• Common sense could save taxpayers money •
Splash Bash success • Sister
Common sense could save taxpayers money
Thank you, Walter Lewis, for continually trying to educate the people of Kaua‘i about what must be done for them to have “A Better Kaua‘i.”
Your excellent article, “County needs to better safeguard citizens’ money” (Forum, July 9) was not the exception to the way our government is run but, regretfully, more the norm.
What kind of an administrative branch of government would give their legislative branch (our Council) an “estimate” of a project (“$28,000 for a short segment of the Eastside path”) that actually cost $338,500 that didn’t even include $100,000 for the acquisition of the necessary land for the segment?
And, possibly even worse, how could six members of our Council be ready to approve this project until Councilman Rapozo wisely investigated this transaction, found out about this phony estimate and halted the approval.
And yes, three members of the council are “new kids on the block” and possibly are not familiar with the investigative process. But hereafter, let’s hope that all six members will take a page from Rapozo’s book and make sure they do their due diligence before voting.
The two major points that Mr. Lewis made were clear, to the point and all council members should adhere to them.
He said, “First, the council should require that satisfactory and complete justification be received before it authorizes any expenditures.”
And second, “For any expenditure as to which there would be a contribution from the state or federal government, the council should consider carefully whether the expenditure could be justified if the state or federal funds were not forthcoming.
Without intending to circumscribe the discretion that our council should have, observance of these two guidelines would serve to assure that spending of our citizens funds would be better safeguarded.”
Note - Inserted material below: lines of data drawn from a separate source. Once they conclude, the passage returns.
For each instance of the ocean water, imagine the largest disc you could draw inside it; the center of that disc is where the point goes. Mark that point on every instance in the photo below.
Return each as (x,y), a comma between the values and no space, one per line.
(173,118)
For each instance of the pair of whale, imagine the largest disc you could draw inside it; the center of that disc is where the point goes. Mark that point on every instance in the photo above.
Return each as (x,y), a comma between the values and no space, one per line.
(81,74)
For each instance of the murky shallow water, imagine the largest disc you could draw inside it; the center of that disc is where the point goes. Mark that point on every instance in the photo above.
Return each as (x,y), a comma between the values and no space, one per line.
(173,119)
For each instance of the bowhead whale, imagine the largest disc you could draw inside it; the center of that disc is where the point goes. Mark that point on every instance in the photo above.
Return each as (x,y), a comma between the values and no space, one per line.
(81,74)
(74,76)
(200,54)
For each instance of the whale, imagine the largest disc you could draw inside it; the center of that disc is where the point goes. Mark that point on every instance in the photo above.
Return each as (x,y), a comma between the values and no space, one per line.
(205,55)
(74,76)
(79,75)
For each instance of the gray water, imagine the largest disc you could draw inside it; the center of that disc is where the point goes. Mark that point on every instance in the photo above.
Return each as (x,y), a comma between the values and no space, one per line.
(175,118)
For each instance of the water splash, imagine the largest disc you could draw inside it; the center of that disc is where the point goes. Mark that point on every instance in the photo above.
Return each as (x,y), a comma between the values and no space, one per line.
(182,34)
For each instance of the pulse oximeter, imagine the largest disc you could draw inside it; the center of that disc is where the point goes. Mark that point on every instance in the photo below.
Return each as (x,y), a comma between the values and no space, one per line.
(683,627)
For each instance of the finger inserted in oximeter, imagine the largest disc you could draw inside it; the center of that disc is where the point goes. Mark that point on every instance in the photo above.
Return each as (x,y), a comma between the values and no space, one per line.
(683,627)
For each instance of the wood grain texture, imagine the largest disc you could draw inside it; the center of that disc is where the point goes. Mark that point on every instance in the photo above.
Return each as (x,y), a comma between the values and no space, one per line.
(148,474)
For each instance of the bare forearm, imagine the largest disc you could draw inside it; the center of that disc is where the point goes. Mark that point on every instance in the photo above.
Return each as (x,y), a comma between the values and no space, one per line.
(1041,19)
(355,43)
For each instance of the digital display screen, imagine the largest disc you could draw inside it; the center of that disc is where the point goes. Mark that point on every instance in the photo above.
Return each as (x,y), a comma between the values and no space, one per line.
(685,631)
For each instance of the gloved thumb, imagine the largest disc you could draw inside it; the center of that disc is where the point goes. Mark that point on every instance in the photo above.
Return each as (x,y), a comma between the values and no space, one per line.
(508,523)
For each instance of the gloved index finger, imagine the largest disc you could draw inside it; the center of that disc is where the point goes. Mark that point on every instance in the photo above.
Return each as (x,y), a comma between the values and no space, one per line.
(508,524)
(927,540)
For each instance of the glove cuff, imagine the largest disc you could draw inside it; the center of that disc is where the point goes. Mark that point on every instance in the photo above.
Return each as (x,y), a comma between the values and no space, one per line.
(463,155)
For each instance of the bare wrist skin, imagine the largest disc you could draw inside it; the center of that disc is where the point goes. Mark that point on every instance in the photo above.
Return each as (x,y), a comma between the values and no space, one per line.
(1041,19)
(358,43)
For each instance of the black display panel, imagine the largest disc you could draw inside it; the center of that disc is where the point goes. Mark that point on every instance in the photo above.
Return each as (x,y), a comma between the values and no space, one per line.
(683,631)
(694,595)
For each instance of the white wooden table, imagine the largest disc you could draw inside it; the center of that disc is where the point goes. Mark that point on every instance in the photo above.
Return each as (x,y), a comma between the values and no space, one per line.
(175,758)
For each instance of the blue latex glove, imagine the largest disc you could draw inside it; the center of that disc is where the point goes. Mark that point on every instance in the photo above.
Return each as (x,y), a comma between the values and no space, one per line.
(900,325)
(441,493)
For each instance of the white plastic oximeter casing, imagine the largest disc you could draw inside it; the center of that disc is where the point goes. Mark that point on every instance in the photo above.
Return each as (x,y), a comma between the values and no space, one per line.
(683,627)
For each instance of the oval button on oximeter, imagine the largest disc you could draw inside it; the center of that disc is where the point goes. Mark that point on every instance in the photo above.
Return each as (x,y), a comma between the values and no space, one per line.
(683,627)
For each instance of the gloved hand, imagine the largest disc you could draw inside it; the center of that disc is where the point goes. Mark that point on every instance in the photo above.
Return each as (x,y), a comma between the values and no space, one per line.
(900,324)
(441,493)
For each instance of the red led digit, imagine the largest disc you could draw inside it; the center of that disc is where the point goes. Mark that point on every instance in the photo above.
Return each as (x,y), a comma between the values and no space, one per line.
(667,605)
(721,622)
Really nothing but common sense that could save the taxpayers a lot of money.
And, our Administration should do their homework before ever sending a request for funding to the council.
Glenn Mickens, Kapa‘a
Splash Bash success
This past Saturday, Mokihana Aquatics hosted a premier family sporting event call “Splash Bash” or more commonly referred to as the Lollipop meet.
We call it a premier family sporting event because it was open to swimmers as young as 5 years old and their parents also.
We had a total of 178 entries. That’s how many lollipops were handed out. 1 per entry.
We also served 80 jumbo hot dog lunches with all the trimmings. Best part, it was all for free. That’s right free. No entry fees, no lunch charges, no fee’s of any kind.
While we had intermittent passing showers it did not but a hamper on our festivities as apparent by the smiles, laughter, applause and general happiness show by all present.
We even handed out free shave ice and popcorn compliments of Rosa storage. What a spectacular day it was.
Mahalo to Jojo’s Anuenue, Kaua‘i Electronics and Loves bakery for providing the 80 free lunches. Mahalos also go out to the County of Kaua‘i parks and recreation Aquatics Division supervisor Jeremy Haupt for the great idea and providing Mokihana Aquatics with the pool time needed to prepare for our splash bash. Also a big mahalo to Mayor Bernard Carvalho who had some kind words for all, got the first lollipop and started the first race.
A great big mahalo also goes out to Kelsey Tanaka who served as head coach this summer and Chloe Stokes who assisted Kelsey in what was nothing short of extraordinary training opportunities.
Most importantly, mahalo to our own Mokihana Aquatics swimmers and families better know as the MokiOhana for all the hard work in pulling off such an awesome community event. It’s our way of giving back to a community that has supported us for the last 29 years.
Thank you Kaua‘i and Imua Mokihana Aquatics as we head into our 30th year of providing the best in aquatics recreation.
Orlando S. Anaya, Mokihana Aquatics Head Coach/CEO
Having read the article in The Garden Island about the plague of noisy roosters in San Juan Bautista I was immediately empathetic with their situation.
My wife and I had an enjoyable holiday in this charming city in 1968 BC (before chickens) and had enjoyed its beauty and tranquility.
Since many of the residents and visitors of Kaua‘i now experience similar rooster noise intrusion I wondered how we could demonstrate our solidarity with the residents and visitors of San Juan Bautista for their loss of tranquility.
How about declaring us sister cities? No, that doesn’t work since they are a city and Kaua‘i is a county.
Perhaps a new category of civic sisterhood could be considered — sister barnyards.